Most people hate shopping for insurance, and they don’t enjoy talking about it either. That’s probably why you’re unlikely to hear about the industry’s current transformation in conversation, even in startup circles.
But make no mistake, there are vast sums of venture dollars going into insurance deals. Investment has risen dramatically, with VCs betting that, in the coming years, we’ll see major shifts in both how we buy insurance and what types of items we insure with it.
So far this year, insurance-focused startups (excluding the Asian continent*) have raised more than $700 million, almost as much as they raised in all of 2016, which was itself an especially busy year for the space. Much of the funding boom comes from big insurers themselves, who are backing and leading more rounds for insurance startups, as well as companies in related areas like financial services. In the chart below, we look at funding growth over the past four years:
Insurance investment totals are heavily driven by a few large rounds. Over the past year, the two biggest funding recipients are tech-enabled health insurer Bright Health and pay-by-the-mile auto insurer Metromile, which raised $160 million and $153 million, respectively. In 2016, health insurance provider Oscar Health took in $400 million in growth funding, more than 40 percent of all insurance startup investment.
At first blush it may seem like insurance and venture capital make an odd couple.
There are plenty of smaller and mid-sized rounds getting done, too. Over the past year, at least 75 companies in the insurance space have raised rounds of $1 million or more, and about a quarter of those were for $20 million or more. They cover a big range of business models, as well, including new insurance categories, online platforms for comparing and purchasing coverage and tools for providers to better assess risk.
One might be inclined to call these startups industry disruptors — except that their biggest supporters seem to be long-established players in the space.
We hear you like insurance
As mentioned, a sizeable chunk of the financing comes from insurance companies themselves, many of whom have dedicated venture arms. The most active by round count looks to be AXA Strategic Ventures, the VC arm of French multinational insurer AXA. The two-year-old fund has invested in two dozen companies over the past two years, including a $6.5 million round it led this month for QLoo, a celebrity-backed developer of AI-powered tools for mapping cultural tastes. MassMutual Ventures, the VC arm of insurance giant MassMutual, has also been keeping busy, backing 16 companies over the past three years. In the chart below we look at a few:
Well-known venture firms are also leading significant rounds. New Enterprise Associates, for instance, backed both Metromile and Bright Health, along with Indio, a seed-stage commercial insurance startup. Accel and Bessemer have also each made three insurance-focused investments in the past couple of years. And over the years, most of the biggest Silicon Valley firms have at least one investment in the space.
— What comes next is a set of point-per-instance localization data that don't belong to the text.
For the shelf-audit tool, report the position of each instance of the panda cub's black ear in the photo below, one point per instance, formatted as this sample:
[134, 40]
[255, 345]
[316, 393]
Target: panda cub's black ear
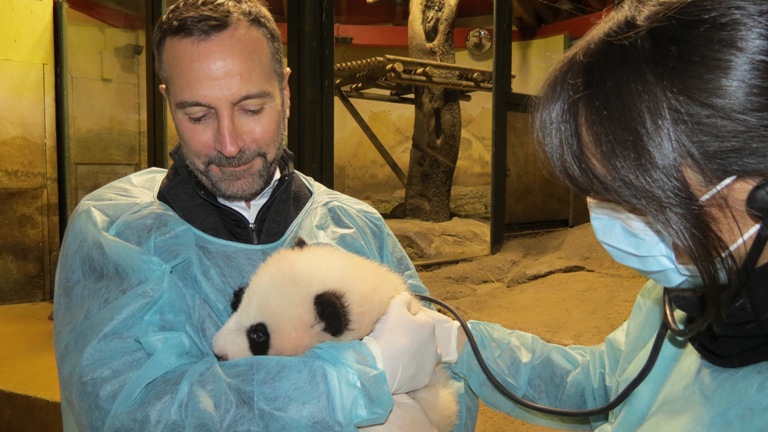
[237, 298]
[331, 310]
But while it looks like large sums are going into insurance deals, the figures may underestimate the breadth of activity. One reason is that many fast-growing players in the insurance space operate in other industries too, such as financial services. A case in point is Credit Karma, the credit score unicorn that now offers auto insurance quotes alongside offers for credit cards and other financial products.
What next?
At first blush it may seem like insurance and venture capital make an odd couple. Venture capital is all about taking big risks for the potential of even bigger payouts down the road, while insurance is all about quantifying and mitigating risk.
In small allocations, however, venture can actually be a strategy for reducing risk, as it allows large, entrenched players to track and take stakes in the upstart ventures that could reshape their industries. It’s worth noting that many of today’s largest insurance companies have histories that date back a couple of centuries. They didn’t last this long without some ability to adapt to changing times.
* Crunchbase’s tally of insurance investment totals excluded Asia, which sees fewer deals but some large ones. The biggest to date is Zhong An, a China-based online insurance company that raised more than $900 million two years ago.